1955 TRIUMPH T110 TIGER CONTINUALLY IMPROVES
True to the British style at the time, steady, continuous improvements were applied to all their bikes. The 650cc T110 Tiger was their hottest bike in 1955 (the TR6 wouldn’t topple its top spot until 1956), so much attention was lauded on it. 1954 Tigers had a problem with their new cylinder heads distorting when they got hot. As a temporary fix, a fifth cooling fin was added to help beat the heat. The real problem was that the cylinder and head were made of cast iron, which doesn’t shed heat as well as aluminum. The following year (again with the introduction of the TR6) the new alloy Delta Head was introduced, solving the problem.
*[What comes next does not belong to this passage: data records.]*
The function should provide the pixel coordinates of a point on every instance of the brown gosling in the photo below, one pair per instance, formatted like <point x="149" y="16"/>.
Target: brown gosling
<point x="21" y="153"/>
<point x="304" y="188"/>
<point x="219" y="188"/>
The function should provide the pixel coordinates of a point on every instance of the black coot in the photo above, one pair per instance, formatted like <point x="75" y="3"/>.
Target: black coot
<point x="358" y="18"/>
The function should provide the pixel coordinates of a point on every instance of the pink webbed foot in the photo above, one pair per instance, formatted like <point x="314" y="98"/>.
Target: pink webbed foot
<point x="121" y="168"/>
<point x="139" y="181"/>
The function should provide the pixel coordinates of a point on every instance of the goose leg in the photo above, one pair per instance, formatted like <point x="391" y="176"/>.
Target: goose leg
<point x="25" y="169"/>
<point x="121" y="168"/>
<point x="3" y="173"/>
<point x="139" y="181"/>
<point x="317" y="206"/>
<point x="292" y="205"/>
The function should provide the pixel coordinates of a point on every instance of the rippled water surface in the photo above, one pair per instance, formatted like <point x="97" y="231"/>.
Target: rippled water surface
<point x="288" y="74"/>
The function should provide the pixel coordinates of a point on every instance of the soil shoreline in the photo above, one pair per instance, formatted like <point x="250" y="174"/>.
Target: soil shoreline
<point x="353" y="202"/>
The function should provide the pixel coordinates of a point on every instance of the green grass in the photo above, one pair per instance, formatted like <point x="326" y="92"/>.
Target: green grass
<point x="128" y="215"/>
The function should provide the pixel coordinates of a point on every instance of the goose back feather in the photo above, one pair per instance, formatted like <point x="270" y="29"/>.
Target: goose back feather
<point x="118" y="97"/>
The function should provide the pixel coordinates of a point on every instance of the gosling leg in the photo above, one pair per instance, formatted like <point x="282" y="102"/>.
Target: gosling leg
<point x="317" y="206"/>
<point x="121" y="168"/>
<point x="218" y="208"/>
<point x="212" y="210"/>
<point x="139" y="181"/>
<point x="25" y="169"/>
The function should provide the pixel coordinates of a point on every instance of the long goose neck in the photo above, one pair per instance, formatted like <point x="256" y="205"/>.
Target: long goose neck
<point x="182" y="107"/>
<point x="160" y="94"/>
The choke lever was moved under the seat to clean up the handlebars. All swing arm frames now had sidecar lugs and a new side stand.
1955 TRIUMPH T110 TIGER GETS EVEN HOTTER
There is a saying in the motorcycle business: “Too much is never enough”. The 1955 Triumph T110 Tiger was already one of the hottest machines on the road, on 2 wheels or 4, but more power was needed. So, compression was bumped up to 8.0:1, and new, hotter E3325 cams were installed. The added compression forced Triumph to build the entire kickstart mechanism out of nickel-steel chrome to cope with the added loads. Ignition was now handled by a K2FC competition magneto.